Although the minutes of the hearings at the original sentence and upon argument of appellant's Rule 35 motion total 57 transcript pages, the sole reasons suggested by Judge Travia for the harsh sentence were that appellant had been 'quite a scamp' (A-77a), 'a little bit incorrigible from his early youth,' and had become 'involved with the law on many occasions' (A-103a). However, the record reveals that until the present cases appellant had had only one prior felony conviction, which was for assault arising out of a marital dispute and resulted in a sentence of five years probation. Thereafter there was evidence that that conviction may have been obtained on the basis of perjured testimony by his former wife, who later sought to recant (A-59a-60a). Furthermore, Judge Travia stated that he was not relying upon the record of the earlier convictions as recited in the presentence report (A-55, 57a, 58a).

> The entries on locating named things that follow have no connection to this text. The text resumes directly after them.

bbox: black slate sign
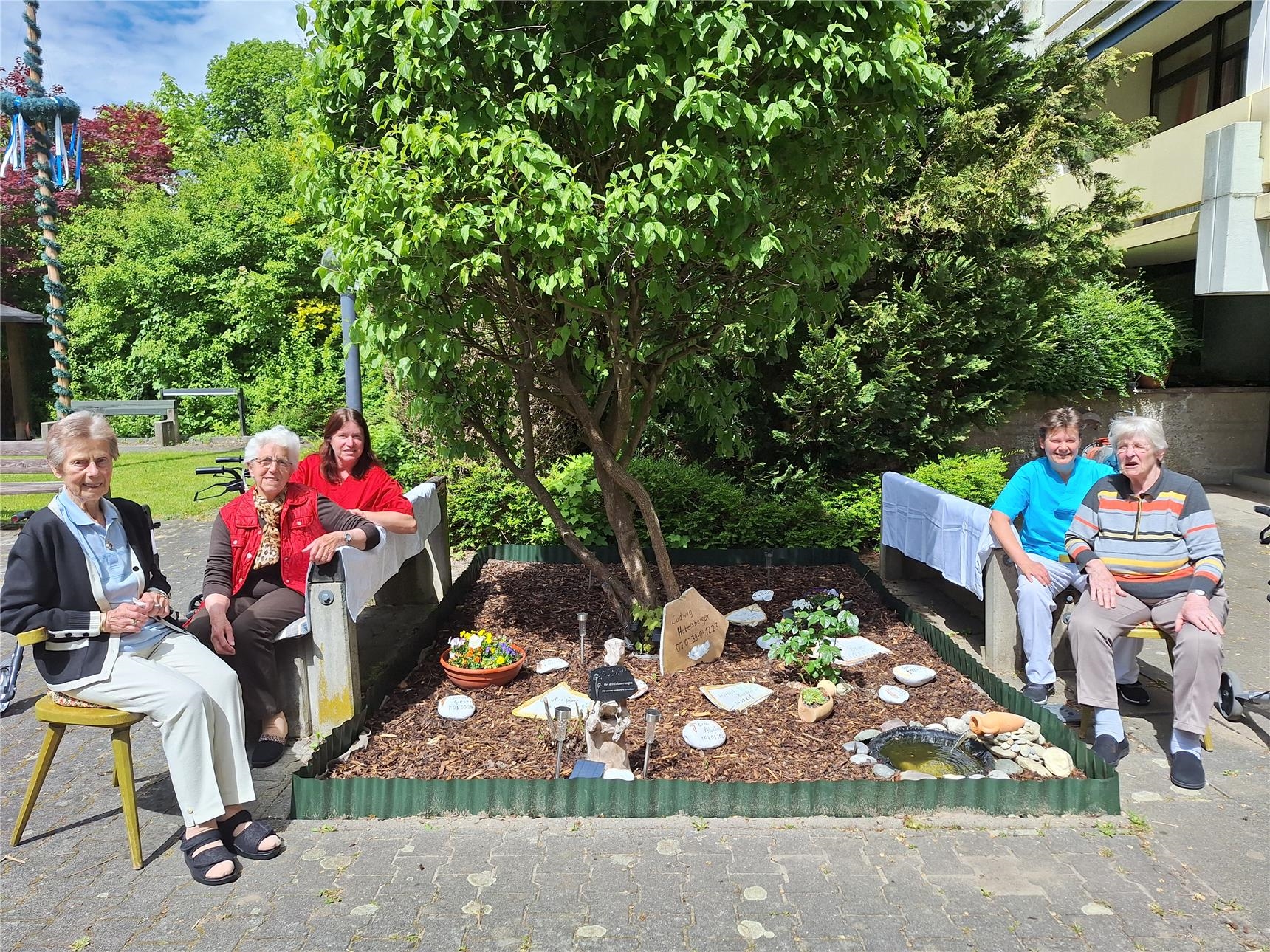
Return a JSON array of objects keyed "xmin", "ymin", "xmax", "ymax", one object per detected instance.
[{"xmin": 587, "ymin": 664, "xmax": 639, "ymax": 700}]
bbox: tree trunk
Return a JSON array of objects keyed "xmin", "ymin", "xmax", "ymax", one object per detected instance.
[{"xmin": 596, "ymin": 467, "xmax": 662, "ymax": 612}]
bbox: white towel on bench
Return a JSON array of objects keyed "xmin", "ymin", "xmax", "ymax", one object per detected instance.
[
  {"xmin": 882, "ymin": 472, "xmax": 995, "ymax": 599},
  {"xmin": 275, "ymin": 483, "xmax": 441, "ymax": 641}
]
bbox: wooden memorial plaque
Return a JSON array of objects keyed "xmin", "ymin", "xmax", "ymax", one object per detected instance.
[
  {"xmin": 587, "ymin": 664, "xmax": 639, "ymax": 702},
  {"xmin": 662, "ymin": 589, "xmax": 728, "ymax": 674}
]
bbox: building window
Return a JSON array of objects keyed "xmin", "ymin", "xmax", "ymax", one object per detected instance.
[{"xmin": 1150, "ymin": 4, "xmax": 1251, "ymax": 132}]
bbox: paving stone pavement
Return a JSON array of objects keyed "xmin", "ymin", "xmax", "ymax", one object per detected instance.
[{"xmin": 0, "ymin": 523, "xmax": 1270, "ymax": 952}]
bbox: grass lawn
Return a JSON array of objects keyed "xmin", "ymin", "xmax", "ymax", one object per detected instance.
[{"xmin": 0, "ymin": 449, "xmax": 233, "ymax": 519}]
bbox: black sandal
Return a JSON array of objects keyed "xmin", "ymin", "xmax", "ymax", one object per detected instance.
[
  {"xmin": 216, "ymin": 810, "xmax": 284, "ymax": 859},
  {"xmin": 252, "ymin": 734, "xmax": 287, "ymax": 767},
  {"xmin": 180, "ymin": 830, "xmax": 243, "ymax": 886}
]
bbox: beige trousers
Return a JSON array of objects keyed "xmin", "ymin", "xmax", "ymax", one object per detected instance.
[
  {"xmin": 66, "ymin": 633, "xmax": 255, "ymax": 827},
  {"xmin": 1068, "ymin": 587, "xmax": 1229, "ymax": 734}
]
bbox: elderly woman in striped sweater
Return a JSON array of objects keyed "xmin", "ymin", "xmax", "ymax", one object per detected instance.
[{"xmin": 1064, "ymin": 416, "xmax": 1228, "ymax": 790}]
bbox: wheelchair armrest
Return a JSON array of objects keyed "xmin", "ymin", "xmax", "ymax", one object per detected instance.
[{"xmin": 18, "ymin": 628, "xmax": 48, "ymax": 646}]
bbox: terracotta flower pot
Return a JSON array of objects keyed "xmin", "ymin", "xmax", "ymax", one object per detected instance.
[
  {"xmin": 441, "ymin": 644, "xmax": 524, "ymax": 691},
  {"xmin": 970, "ymin": 711, "xmax": 1023, "ymax": 735},
  {"xmin": 797, "ymin": 680, "xmax": 836, "ymax": 723}
]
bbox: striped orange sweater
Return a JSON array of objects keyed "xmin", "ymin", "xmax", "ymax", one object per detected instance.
[{"xmin": 1064, "ymin": 469, "xmax": 1226, "ymax": 601}]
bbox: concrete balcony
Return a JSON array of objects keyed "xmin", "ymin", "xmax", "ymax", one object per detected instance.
[{"xmin": 1048, "ymin": 88, "xmax": 1270, "ymax": 266}]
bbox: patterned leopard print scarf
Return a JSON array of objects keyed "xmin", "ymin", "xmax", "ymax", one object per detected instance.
[{"xmin": 252, "ymin": 492, "xmax": 284, "ymax": 569}]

Although we adhere to our rule against appellate review of sentences-- at least one of us with some reluctance in this case-- we suggest that, in view of the apparent uncertainty as to appellant's record and other relevant circumstances, the conscientious district judge may wish sua sponte to again review the record and determine whether there should not be a reduction in the sentence imposed upon appellant.